Video format also changes
The same setting affects video. Most Compatible saves videos as H.264 inside MP4 (universal). High Efficiency uses H.265 (HEVC) inside MOV, which is smaller but has the same compatibility issues HEIC has.
If you want JPG photos but small H.265 videos, you can not get that with this single setting. Either everything is "compatible" or everything is "efficient."
Live Photos keep working
Live Photos still record the short motion clip alongside the still image. The still is now a JPG instead of HEIC, but the motion behavior in the Photos app is identical. AirDrop to other Apple devices still preserves the live motion.
Edits behave the same
The Edit screen in Photos, the markup tools, the cropping tools, the filters: all work identically. The only difference is the underlying file format.
When you might want to switch back
You may want to switch back to High Efficiency (HEIC) if:
- You start running out of storage and can not delete photos
- You upgrade to a phone with a smaller storage tier
- Your audience is all-Apple and you stop sharing with Windows users
- You are taking a lot of low-light photos and want the 10-bit color range HEIC supports
The switch is bidirectional. You can flip back and forth any time. Old photos keep their original format; only new ones reflect the current setting.

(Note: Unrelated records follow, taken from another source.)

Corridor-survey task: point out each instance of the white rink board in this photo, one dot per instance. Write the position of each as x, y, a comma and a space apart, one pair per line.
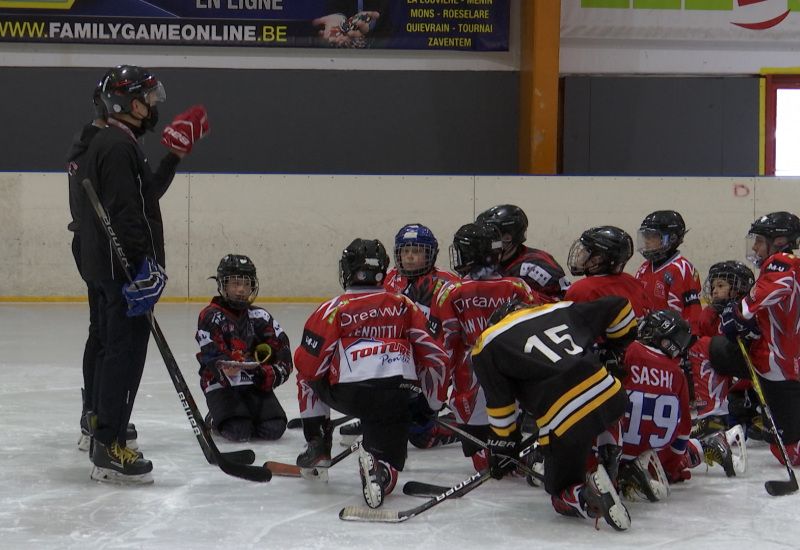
294, 226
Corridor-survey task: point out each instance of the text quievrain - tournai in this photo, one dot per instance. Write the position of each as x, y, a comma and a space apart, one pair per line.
449, 20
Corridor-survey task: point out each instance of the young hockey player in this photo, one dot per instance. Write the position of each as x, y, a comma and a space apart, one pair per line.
668, 278
658, 416
461, 311
726, 281
416, 276
536, 267
767, 319
540, 358
244, 355
601, 254
364, 353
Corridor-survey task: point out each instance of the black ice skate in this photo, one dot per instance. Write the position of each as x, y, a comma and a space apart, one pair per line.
115, 464
716, 450
378, 479
601, 500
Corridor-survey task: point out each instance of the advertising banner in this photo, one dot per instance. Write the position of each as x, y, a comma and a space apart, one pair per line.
471, 25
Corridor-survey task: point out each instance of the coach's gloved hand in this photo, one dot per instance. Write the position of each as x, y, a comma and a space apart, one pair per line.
734, 325
269, 377
146, 288
503, 453
186, 129
262, 353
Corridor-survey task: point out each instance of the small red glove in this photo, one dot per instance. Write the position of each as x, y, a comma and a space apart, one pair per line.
186, 129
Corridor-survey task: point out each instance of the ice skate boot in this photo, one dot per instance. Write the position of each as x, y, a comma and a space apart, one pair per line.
116, 464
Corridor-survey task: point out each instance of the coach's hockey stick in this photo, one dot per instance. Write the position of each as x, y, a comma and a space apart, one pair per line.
362, 513
314, 474
775, 488
526, 447
295, 423
231, 465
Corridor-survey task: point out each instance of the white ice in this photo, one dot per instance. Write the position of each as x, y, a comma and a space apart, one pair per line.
47, 500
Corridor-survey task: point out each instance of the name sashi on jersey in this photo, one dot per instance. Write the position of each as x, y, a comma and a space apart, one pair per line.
649, 376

What about photos already on your phone?
Photos taken before the switch stay as HEIC. iOS does not retroactively convert them. If you have 20,000 HEIC photos and you want them all as JPG, the options are:
- AirDrop to a Mac with the Photos app. Photos.app auto-converts HEIC to JPG on export. Slow for 20,000 photos.
- Image Capture on macOS (Applications → Image Capture, plug iPhone via USB). Set the format dropdown to "JPEG" and export the whole library. Faster, but the conversion happens at export time, not stored on the phone.
- Re-take the photos. Nobody does this for 20,000 photos but it is technically an option.
- Convert as needed with our HEIC to JPG converter for individual photos that you need to share.
There is no in-place "convert all HEIC to JPG on this iPhone" toggle. Apple chose not to expose one.
The compromise nobody mentions
If you are technically inclined, you can keep High Efficiency on (small files on the phone) and rely on iOS's auto-conversion at share time. When you AirDrop a HEIC photo to a Windows machine, iOS often (not always) auto-converts to JPG behind the scenes. When you email or message a HEIC, same thing happens. When you upload to a website via Safari, the upload usually sends JPG.
The auto-conversion is not 100% reliable; it depends on the destination app and how it handles the share extension. But it covers maybe 60-70% of the share cases automatically, which means you only need to do manual conversion for the remaining 30-40%.
Personally, I leave it on High Efficiency and use our converter for the occasional manual cases. Storage savings outweigh the friction. But if you share with Windows or Linux users multiple times a week, just switch to Most Compatible and never think about it again.